Class still matters in Britain

“We continue to “mind the gap”. The subject has not lost its power to provoke and wound and illuminate. We still talk quite a bit about it in various ways: journalistic-facetious, or pretend-anthropological, or even old-fashioned snobbish. But that does not mean that we are at all comfortable with the subject. On the contrary, we are often decidedly uneasy when it is brought up, and we do not care for it when the question of class is described as “Britain’s dirty little secret”. We tend to be especially resentful when the Americans or the French describe Britain as uniquely class-divided.” (page 105)

“We are often told that deference has disappeared from modern Britain. Yet the adulation of the rich and famous is surely as fulsome as ever. In hotels, restaurants and aircraft – the sites of modern luxury – the new upper crust is fawned on as egregiously as old money in its Edwardian heyday. All that has changed is that the composition of the upper class has changed, as it has done roughly once a century since the Norman Conquest…..what has almost disappeared is deference towards the lower classes. Throughout the two world wars and the decades following both of them, the lower classes were widely revered for their courage in battle and their stoicism in peace. Values such as solidarity, thrift, cleanliness and self-discipline were regularly identified as characteristic of them. That is no longer the case.” (page 107)

Mind the Gap, by Ferdinand Mount 2003. Definitely food for thought, and despite the title, is not a plea for some sort of mushy egalitarianism. I thought about this book while reading the comment threads here bemoaning the rise of the middle class football fan as some supposed frightful imposition on a working man’s game. We still bother about class, it seems.

The NatWest bankers controversy

In case anyone missed it, here is a fine article summing up what I think is the truth behind the case of the three NatWest bankers who are to be extradited to the United States on charges related to the collapse of Enron. The author, business writer Jeff Randall, fingers what he sees as the reason why the banks have been so coy about defending their employees from the U.S. legal authorities.

Unlike Stephen Pollard, who huffs and puffs about how this controversy is largely a matter of anti-Americanism, I do not like the smell of this case at all.

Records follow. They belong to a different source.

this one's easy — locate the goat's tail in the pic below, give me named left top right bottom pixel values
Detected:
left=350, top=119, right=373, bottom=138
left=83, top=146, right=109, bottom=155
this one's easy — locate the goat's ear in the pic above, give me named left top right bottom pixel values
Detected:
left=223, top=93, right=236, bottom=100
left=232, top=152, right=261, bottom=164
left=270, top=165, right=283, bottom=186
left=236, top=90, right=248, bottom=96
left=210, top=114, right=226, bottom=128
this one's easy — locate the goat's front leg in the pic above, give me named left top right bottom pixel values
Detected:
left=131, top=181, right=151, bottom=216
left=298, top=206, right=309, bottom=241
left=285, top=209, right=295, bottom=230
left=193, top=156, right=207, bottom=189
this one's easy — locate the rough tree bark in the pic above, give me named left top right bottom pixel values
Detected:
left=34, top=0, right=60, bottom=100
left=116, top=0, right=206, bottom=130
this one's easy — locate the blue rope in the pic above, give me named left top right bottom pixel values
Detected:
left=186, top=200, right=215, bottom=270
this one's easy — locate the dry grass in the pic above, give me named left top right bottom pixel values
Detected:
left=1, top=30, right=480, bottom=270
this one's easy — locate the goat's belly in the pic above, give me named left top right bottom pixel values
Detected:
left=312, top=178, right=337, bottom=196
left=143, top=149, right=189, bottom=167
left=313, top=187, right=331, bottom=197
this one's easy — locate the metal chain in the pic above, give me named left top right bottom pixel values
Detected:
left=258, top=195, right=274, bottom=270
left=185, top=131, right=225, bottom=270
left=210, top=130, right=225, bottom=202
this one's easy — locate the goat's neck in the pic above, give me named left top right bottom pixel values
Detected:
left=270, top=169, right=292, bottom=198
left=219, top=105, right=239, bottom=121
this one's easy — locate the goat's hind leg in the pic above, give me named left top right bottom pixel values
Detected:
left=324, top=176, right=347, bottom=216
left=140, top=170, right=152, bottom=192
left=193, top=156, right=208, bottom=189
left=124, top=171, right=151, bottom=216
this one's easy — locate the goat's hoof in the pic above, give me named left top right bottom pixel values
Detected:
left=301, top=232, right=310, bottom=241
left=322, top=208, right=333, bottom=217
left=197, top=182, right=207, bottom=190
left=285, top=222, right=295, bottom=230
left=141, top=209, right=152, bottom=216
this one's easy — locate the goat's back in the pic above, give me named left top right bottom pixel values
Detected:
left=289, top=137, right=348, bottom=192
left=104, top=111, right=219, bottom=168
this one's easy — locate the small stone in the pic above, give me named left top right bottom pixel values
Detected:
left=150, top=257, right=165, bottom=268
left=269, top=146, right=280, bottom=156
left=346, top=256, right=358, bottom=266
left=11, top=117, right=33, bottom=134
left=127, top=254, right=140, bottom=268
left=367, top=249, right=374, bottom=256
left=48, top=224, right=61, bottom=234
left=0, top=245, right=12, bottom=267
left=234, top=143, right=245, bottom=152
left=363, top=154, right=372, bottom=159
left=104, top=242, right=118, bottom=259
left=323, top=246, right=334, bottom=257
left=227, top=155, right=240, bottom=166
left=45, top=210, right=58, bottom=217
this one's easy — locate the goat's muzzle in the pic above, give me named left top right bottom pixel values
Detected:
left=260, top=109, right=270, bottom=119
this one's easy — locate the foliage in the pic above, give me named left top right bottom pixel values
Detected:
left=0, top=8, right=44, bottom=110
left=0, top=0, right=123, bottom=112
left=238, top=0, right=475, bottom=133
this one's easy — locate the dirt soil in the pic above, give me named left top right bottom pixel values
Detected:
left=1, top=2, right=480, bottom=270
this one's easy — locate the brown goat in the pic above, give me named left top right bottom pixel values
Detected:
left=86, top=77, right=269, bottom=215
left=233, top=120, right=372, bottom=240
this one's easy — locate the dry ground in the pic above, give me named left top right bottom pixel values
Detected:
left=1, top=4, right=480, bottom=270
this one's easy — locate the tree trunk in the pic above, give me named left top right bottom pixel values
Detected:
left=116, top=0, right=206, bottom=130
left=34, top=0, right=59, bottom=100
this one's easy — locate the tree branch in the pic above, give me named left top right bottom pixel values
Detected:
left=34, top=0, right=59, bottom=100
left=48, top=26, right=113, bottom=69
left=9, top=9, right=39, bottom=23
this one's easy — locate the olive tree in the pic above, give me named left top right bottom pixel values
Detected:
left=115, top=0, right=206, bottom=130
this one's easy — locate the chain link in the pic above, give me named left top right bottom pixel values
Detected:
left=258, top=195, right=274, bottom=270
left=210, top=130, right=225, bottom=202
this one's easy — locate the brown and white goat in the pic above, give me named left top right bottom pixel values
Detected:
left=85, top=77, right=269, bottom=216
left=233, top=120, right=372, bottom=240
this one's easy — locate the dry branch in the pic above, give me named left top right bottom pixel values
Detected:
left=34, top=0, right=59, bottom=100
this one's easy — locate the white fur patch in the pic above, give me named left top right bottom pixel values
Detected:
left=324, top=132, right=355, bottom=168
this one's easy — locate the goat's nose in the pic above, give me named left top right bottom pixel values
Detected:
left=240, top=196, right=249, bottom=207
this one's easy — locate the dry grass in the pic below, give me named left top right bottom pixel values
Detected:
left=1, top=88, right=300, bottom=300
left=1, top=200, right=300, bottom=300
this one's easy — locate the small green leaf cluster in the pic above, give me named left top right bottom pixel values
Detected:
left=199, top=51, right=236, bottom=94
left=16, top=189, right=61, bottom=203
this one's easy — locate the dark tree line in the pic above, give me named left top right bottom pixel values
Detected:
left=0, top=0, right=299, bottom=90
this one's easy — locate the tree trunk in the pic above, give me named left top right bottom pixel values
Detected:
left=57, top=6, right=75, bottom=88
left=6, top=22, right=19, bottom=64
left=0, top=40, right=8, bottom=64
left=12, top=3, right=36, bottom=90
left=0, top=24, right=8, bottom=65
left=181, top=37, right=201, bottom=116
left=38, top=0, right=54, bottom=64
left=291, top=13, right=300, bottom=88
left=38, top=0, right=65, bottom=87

I think Pollard’s argument – which has its merits – misses the point of how one-sided the operation of U.S. extradition powers are. These men are not regarded by the British authorities of being guilty of any offence. The U.S. authorities appear not – to the best of my knowledge – to have given even the semblance of a prima facie case justifying the extradition of this trio. And yet as the article points out, while the U.S. can use these powers – supposedly justified by the War on Terror – Britain has no corresponding right to extradite alleged U.S. wrongdoers (powers associated with terrorism have a habit of branching out).

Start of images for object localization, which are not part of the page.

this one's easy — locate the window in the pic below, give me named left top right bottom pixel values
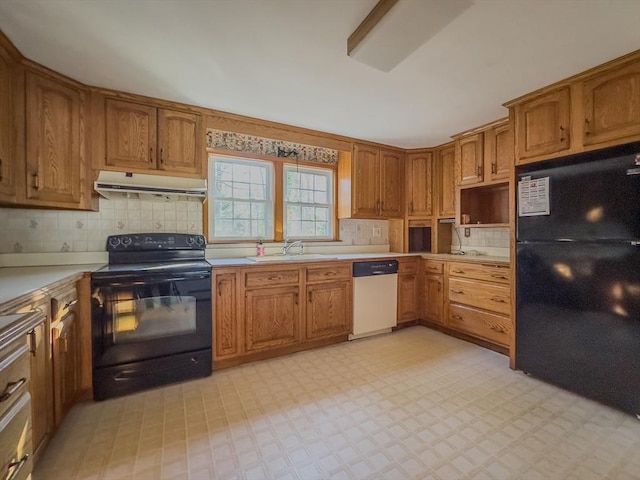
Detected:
left=208, top=155, right=335, bottom=242
left=284, top=165, right=333, bottom=239
left=209, top=157, right=274, bottom=240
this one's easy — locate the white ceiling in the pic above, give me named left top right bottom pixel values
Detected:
left=1, top=0, right=639, bottom=149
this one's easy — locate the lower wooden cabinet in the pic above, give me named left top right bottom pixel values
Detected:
left=423, top=274, right=444, bottom=325
left=27, top=320, right=51, bottom=458
left=397, top=258, right=420, bottom=323
left=212, top=262, right=353, bottom=365
left=447, top=303, right=511, bottom=347
left=305, top=281, right=351, bottom=340
left=51, top=311, right=78, bottom=427
left=245, top=286, right=300, bottom=352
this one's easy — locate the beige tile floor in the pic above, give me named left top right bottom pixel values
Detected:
left=34, top=327, right=640, bottom=480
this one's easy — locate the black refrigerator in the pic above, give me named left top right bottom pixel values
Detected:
left=516, top=142, right=640, bottom=416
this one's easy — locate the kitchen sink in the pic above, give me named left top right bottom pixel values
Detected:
left=246, top=253, right=337, bottom=262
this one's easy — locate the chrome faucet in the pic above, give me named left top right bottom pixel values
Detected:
left=283, top=239, right=304, bottom=255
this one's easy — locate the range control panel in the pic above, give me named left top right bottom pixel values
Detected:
left=106, top=233, right=206, bottom=251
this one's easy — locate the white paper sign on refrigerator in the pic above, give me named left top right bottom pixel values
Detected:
left=518, top=176, right=550, bottom=216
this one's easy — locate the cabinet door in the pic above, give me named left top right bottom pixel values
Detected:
left=406, top=152, right=433, bottom=217
left=380, top=149, right=404, bottom=217
left=52, top=313, right=78, bottom=427
left=213, top=271, right=241, bottom=359
left=105, top=99, right=157, bottom=170
left=456, top=134, right=483, bottom=185
left=158, top=109, right=202, bottom=175
left=484, top=123, right=512, bottom=182
left=423, top=275, right=444, bottom=325
left=583, top=61, right=640, bottom=146
left=305, top=281, right=351, bottom=339
left=25, top=72, right=83, bottom=206
left=514, top=87, right=571, bottom=162
left=0, top=45, right=15, bottom=200
left=352, top=144, right=380, bottom=217
left=245, top=286, right=300, bottom=352
left=438, top=145, right=456, bottom=217
left=27, top=321, right=51, bottom=457
left=397, top=274, right=419, bottom=323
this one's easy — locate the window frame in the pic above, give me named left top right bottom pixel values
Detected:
left=206, top=152, right=338, bottom=243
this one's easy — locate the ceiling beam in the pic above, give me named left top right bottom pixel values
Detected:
left=347, top=0, right=400, bottom=56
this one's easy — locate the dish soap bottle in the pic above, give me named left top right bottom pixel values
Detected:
left=257, top=240, right=265, bottom=257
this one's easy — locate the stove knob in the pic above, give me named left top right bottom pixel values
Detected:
left=186, top=236, right=195, bottom=245
left=121, top=236, right=132, bottom=247
left=108, top=236, right=120, bottom=248
left=195, top=236, right=205, bottom=246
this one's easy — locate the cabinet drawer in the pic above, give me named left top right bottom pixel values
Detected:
left=448, top=303, right=511, bottom=347
left=244, top=269, right=300, bottom=288
left=0, top=341, right=30, bottom=419
left=448, top=278, right=511, bottom=315
left=448, top=262, right=510, bottom=284
left=423, top=260, right=444, bottom=275
left=51, top=286, right=78, bottom=322
left=398, top=259, right=419, bottom=275
left=0, top=393, right=32, bottom=480
left=306, top=264, right=351, bottom=283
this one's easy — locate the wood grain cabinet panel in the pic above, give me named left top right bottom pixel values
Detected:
left=448, top=278, right=510, bottom=316
left=213, top=272, right=241, bottom=359
left=306, top=264, right=351, bottom=283
left=448, top=262, right=510, bottom=284
left=406, top=151, right=433, bottom=217
left=158, top=109, right=201, bottom=175
left=484, top=122, right=512, bottom=182
left=423, top=274, right=444, bottom=325
left=0, top=44, right=15, bottom=200
left=448, top=303, right=511, bottom=347
left=245, top=286, right=300, bottom=352
left=0, top=393, right=32, bottom=480
left=379, top=149, right=404, bottom=217
left=305, top=281, right=351, bottom=339
left=25, top=72, right=84, bottom=207
left=398, top=273, right=420, bottom=323
left=582, top=60, right=640, bottom=146
left=352, top=144, right=380, bottom=217
left=514, top=87, right=571, bottom=162
left=26, top=321, right=51, bottom=458
left=456, top=133, right=483, bottom=186
left=105, top=99, right=157, bottom=170
left=51, top=311, right=78, bottom=427
left=437, top=145, right=456, bottom=217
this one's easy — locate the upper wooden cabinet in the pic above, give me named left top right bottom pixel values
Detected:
left=455, top=133, right=484, bottom=186
left=513, top=87, right=571, bottom=162
left=0, top=41, right=16, bottom=202
left=406, top=150, right=434, bottom=217
left=105, top=98, right=203, bottom=176
left=436, top=144, right=455, bottom=217
left=343, top=144, right=404, bottom=219
left=507, top=50, right=640, bottom=165
left=25, top=71, right=89, bottom=209
left=484, top=121, right=512, bottom=182
left=582, top=59, right=640, bottom=146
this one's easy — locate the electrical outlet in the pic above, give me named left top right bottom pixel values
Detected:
left=373, top=226, right=381, bottom=237
left=464, top=228, right=471, bottom=238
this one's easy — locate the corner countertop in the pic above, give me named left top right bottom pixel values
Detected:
left=421, top=253, right=510, bottom=264
left=207, top=252, right=420, bottom=267
left=0, top=264, right=104, bottom=311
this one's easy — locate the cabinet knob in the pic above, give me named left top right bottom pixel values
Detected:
left=559, top=126, right=566, bottom=143
left=452, top=314, right=463, bottom=321
left=491, top=162, right=497, bottom=174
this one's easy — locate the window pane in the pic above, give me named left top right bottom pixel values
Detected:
left=314, top=190, right=327, bottom=204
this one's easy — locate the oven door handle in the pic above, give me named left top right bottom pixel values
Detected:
left=93, top=271, right=211, bottom=286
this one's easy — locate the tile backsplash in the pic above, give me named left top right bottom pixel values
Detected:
left=0, top=197, right=203, bottom=253
left=338, top=219, right=389, bottom=246
left=453, top=227, right=510, bottom=249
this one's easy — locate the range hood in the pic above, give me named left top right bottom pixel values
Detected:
left=94, top=171, right=207, bottom=201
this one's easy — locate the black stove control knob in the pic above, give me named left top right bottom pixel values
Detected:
left=186, top=236, right=195, bottom=246
left=121, top=236, right=133, bottom=247
left=108, top=236, right=120, bottom=248
left=195, top=236, right=205, bottom=247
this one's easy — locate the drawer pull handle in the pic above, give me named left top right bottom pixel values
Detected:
left=451, top=314, right=463, bottom=320
left=490, top=325, right=506, bottom=333
left=64, top=299, right=78, bottom=309
left=28, top=329, right=37, bottom=355
left=6, top=454, right=29, bottom=480
left=0, top=378, right=27, bottom=402
left=451, top=289, right=465, bottom=294
left=267, top=276, right=281, bottom=281
left=452, top=269, right=465, bottom=274
left=491, top=298, right=507, bottom=303
left=427, top=266, right=439, bottom=270
left=325, top=271, right=336, bottom=276
left=490, top=274, right=508, bottom=280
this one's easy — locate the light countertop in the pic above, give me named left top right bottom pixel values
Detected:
left=421, top=253, right=510, bottom=264
left=207, top=252, right=419, bottom=267
left=0, top=264, right=104, bottom=310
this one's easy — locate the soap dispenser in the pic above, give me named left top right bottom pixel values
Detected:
left=257, top=240, right=265, bottom=257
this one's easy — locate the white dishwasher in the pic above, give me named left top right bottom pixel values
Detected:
left=349, top=260, right=399, bottom=340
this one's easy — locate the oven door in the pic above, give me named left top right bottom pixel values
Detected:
left=91, top=269, right=211, bottom=369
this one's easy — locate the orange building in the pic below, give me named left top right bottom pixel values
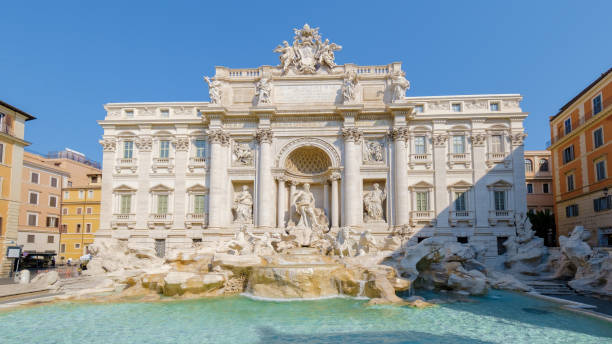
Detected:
left=0, top=101, right=35, bottom=277
left=524, top=150, right=553, bottom=215
left=549, top=68, right=612, bottom=247
left=17, top=152, right=69, bottom=258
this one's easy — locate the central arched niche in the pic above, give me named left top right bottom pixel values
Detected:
left=285, top=146, right=331, bottom=176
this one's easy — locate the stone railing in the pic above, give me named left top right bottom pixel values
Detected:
left=185, top=213, right=208, bottom=229
left=147, top=213, right=173, bottom=229
left=447, top=152, right=471, bottom=168
left=488, top=210, right=514, bottom=226
left=409, top=153, right=432, bottom=169
left=228, top=69, right=261, bottom=78
left=115, top=157, right=138, bottom=172
left=410, top=210, right=435, bottom=226
left=152, top=157, right=174, bottom=173
left=449, top=210, right=474, bottom=226
left=188, top=156, right=206, bottom=172
left=356, top=66, right=389, bottom=75
left=486, top=152, right=510, bottom=168
left=111, top=213, right=136, bottom=229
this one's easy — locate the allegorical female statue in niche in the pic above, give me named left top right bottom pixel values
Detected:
left=232, top=186, right=253, bottom=224
left=363, top=183, right=386, bottom=222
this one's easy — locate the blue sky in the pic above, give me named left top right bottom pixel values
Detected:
left=1, top=1, right=611, bottom=162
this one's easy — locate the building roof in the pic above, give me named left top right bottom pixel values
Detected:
left=0, top=100, right=37, bottom=121
left=551, top=67, right=612, bottom=121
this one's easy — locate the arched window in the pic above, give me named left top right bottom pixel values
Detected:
left=524, top=159, right=533, bottom=172
left=539, top=159, right=549, bottom=172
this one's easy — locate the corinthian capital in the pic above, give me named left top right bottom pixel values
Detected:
left=390, top=127, right=409, bottom=141
left=255, top=128, right=274, bottom=144
left=99, top=138, right=116, bottom=152
left=174, top=136, right=190, bottom=151
left=207, top=129, right=230, bottom=145
left=510, top=132, right=527, bottom=146
left=341, top=127, right=363, bottom=142
left=135, top=136, right=153, bottom=151
left=469, top=133, right=487, bottom=146
left=432, top=134, right=449, bottom=147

As with the British blogger Clive Davis, I am a pro-American who also thinks the U.S. authorities sometimes do a lousy job at treating what they should regard as their close allies. Okay, I can hear the comments coming that even if they did a great job, it would make no difference. I am not so sure. While I agree with Stephen Pollard that U.S. authorities are arguably right to get nasty on financial wrongdoings and are often tougher than we Brits, this use of extradition powers looks a step too far. It does not strike me as smart diplomacy or right law, and I hope, perhaps naively, that the British government shows rather more backbone on this case than hitherto.

Here is more on the story, and more here.

UPDATE: And of course let’s not forget the continuing outrage of the EU arrest warrant. I should have mentioned this fact earlier, in case our American readers think I am picking on them.